Un Juif nommé Samson avait reçu les lettres des rois maures et convoqué les lépreux d’Occident afin qu’ils exécutent cette besogne maléfique. Après quoi les royaumes chrétiens deviendraient leur butin.
Moi, Hugues de Thorenc, comte de Villeneuve, j’étais auprès du roi quand on lui révéla cette conspiration qui avait pour but de détruire la Chrétienté.
Philippe V prit aussitôt un édit enjoignant que les coupables soient livrés aux flammes, les autres enfermés perpétuellement dans les ladreries, et si quelque lépreuse coupable était enceinte, elle serait conservée jusqu’à ce qu’elle eût accouché, puis livrée aux flammes.

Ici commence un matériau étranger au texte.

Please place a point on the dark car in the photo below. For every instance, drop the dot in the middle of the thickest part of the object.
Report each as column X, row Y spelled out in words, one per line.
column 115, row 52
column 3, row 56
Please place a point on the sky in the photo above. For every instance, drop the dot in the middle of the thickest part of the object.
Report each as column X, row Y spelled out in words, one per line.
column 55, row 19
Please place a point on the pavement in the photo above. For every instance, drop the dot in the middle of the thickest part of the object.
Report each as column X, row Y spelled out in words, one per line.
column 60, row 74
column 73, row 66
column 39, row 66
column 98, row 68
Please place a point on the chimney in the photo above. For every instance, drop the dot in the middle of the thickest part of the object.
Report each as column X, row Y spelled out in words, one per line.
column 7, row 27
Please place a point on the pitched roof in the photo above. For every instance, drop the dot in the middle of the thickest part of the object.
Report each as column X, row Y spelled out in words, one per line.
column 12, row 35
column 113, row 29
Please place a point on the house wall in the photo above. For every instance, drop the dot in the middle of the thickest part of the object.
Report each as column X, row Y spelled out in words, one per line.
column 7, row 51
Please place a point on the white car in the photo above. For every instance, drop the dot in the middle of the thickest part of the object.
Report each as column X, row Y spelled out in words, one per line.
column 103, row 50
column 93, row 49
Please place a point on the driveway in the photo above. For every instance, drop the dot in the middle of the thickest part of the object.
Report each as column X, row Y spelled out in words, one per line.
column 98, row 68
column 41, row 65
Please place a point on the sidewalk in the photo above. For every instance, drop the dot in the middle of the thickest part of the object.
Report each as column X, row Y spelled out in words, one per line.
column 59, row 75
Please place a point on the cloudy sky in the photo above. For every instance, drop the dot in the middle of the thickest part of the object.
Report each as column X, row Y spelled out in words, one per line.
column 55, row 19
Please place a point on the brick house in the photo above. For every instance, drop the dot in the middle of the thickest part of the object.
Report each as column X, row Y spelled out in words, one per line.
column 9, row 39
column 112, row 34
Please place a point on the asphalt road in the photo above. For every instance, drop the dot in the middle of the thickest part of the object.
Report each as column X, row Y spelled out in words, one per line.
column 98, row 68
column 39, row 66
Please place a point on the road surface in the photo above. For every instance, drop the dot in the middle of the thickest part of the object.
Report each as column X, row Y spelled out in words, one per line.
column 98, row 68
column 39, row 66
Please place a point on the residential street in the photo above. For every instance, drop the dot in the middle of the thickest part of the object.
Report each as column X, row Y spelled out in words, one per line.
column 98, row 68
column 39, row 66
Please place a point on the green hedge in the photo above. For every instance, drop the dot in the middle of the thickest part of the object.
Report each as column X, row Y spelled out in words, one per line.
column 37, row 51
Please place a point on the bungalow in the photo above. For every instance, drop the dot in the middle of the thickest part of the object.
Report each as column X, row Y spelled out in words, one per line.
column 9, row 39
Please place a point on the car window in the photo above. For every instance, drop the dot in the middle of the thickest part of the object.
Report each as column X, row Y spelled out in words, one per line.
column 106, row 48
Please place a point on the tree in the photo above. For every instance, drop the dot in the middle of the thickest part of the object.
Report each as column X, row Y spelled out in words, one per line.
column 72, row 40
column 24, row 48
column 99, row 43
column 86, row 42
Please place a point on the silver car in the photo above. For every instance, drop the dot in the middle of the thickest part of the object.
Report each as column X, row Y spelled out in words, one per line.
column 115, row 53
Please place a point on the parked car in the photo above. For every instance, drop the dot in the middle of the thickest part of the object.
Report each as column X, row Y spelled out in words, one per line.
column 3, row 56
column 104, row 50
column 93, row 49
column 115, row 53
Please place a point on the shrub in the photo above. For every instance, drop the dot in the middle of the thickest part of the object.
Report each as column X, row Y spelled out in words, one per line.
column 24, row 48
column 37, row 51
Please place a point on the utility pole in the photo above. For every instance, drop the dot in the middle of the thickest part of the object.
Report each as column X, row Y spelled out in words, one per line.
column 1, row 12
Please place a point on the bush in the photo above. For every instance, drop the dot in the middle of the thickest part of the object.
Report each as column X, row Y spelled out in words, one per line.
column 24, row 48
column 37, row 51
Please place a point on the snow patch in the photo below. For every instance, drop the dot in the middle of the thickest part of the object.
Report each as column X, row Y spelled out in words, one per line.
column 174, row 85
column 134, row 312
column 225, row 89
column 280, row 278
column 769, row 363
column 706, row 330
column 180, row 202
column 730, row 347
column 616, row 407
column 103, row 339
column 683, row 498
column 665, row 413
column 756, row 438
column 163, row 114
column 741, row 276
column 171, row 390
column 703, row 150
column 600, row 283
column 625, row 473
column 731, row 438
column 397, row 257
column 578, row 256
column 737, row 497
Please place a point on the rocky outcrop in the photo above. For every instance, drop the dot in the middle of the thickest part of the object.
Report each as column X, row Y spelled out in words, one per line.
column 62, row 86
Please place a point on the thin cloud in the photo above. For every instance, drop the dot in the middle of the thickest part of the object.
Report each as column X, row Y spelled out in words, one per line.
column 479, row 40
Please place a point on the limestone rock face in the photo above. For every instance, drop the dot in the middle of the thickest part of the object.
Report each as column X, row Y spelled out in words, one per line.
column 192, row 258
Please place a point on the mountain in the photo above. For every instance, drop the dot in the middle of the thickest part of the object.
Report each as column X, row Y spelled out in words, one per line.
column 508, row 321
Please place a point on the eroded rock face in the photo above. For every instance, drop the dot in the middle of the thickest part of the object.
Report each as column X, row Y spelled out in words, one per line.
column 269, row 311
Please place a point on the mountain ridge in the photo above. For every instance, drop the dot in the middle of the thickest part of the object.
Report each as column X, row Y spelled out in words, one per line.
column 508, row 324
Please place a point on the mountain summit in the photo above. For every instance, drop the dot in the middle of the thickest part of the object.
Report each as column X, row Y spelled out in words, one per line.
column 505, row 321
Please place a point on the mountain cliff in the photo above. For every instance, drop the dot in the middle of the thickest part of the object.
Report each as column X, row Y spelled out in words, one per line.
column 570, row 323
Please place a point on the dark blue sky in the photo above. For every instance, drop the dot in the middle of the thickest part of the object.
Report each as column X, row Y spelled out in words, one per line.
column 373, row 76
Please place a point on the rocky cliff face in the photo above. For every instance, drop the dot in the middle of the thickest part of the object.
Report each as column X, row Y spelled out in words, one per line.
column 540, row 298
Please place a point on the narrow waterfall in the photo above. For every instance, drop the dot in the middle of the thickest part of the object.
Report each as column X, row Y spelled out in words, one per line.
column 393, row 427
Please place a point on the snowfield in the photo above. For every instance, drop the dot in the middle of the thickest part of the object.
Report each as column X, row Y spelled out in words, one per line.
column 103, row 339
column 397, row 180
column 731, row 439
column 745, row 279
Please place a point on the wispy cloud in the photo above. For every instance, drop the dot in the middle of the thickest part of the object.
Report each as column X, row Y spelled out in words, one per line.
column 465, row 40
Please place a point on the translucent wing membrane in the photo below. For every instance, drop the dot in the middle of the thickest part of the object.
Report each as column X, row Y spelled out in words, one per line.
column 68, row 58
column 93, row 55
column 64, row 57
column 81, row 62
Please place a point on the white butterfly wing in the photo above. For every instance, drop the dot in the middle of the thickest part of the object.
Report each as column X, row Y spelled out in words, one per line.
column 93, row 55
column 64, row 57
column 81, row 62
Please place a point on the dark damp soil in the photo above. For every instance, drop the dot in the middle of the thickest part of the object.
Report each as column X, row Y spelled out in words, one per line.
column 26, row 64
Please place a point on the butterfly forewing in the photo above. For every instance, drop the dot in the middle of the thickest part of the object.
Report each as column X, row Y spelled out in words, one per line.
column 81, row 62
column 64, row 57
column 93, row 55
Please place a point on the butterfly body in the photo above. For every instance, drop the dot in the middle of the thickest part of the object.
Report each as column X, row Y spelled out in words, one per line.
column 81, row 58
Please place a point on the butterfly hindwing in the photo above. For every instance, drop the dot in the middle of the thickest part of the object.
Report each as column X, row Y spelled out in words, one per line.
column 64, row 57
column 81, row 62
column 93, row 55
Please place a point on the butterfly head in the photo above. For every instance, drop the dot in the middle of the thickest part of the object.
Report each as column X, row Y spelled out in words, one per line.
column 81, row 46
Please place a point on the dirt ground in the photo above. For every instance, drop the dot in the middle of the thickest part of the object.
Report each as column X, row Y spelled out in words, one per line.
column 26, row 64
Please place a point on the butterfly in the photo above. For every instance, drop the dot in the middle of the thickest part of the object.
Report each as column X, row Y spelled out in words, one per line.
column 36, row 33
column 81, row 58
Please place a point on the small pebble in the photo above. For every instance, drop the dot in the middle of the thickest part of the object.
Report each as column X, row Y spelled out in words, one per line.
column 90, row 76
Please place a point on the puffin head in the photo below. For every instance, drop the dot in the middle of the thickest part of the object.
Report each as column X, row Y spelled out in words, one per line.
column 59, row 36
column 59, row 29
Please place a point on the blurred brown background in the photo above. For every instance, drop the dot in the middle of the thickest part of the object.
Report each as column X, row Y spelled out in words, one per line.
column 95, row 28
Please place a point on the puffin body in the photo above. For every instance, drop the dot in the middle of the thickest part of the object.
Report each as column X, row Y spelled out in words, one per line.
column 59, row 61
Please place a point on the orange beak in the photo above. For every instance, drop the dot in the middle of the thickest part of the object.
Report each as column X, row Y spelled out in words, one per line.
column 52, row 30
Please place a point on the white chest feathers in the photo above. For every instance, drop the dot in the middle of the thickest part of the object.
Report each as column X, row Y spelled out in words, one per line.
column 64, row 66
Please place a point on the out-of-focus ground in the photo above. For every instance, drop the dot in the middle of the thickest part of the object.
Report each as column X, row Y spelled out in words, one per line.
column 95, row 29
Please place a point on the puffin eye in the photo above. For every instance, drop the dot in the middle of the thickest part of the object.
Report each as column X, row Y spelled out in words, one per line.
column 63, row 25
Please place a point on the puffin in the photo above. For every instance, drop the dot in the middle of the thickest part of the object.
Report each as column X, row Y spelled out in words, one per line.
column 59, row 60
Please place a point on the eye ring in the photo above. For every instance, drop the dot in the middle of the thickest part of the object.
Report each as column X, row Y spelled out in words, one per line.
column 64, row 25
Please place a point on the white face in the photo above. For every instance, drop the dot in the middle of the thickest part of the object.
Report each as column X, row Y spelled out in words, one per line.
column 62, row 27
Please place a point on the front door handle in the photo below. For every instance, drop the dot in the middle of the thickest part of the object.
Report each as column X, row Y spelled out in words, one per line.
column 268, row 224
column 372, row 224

Bazin, le prêtre excommunié et lépreux, périt ainsi par le feu.
Après lui, les flammes des bûchers dévorèrent des milliers de lépreux et de Juifs.
En Languedoc on en brûla six cents en un seul jour.
À Chinon, cent soixante Juifs durent sauter dans une fosse où l’on avait entassé des fagots de branches sèches dont les flammes vives et affamées attendaient leurs proies.
On dit même que « beaucoup de femmes veuves firent jeter dans le feu leurs propres enfants de peur qu’ils ne leur fussent enlevés pour être baptisés par les chrétiens assistant à ce supplice ».
Des bûchers furent aussi dressés à Paris aux carrefours, sur la place de Grève, devant une grande foule hurlante au premier rang de laquelle se trouvaient des nobles.
Dieu n’a pas voulu cela. Je le sais.
Et je n’ai pas désiré voir les corps se tordre, agrippés, enlacés par les flammes.
J’ai quitté la cour du roi pour regagner mon fief.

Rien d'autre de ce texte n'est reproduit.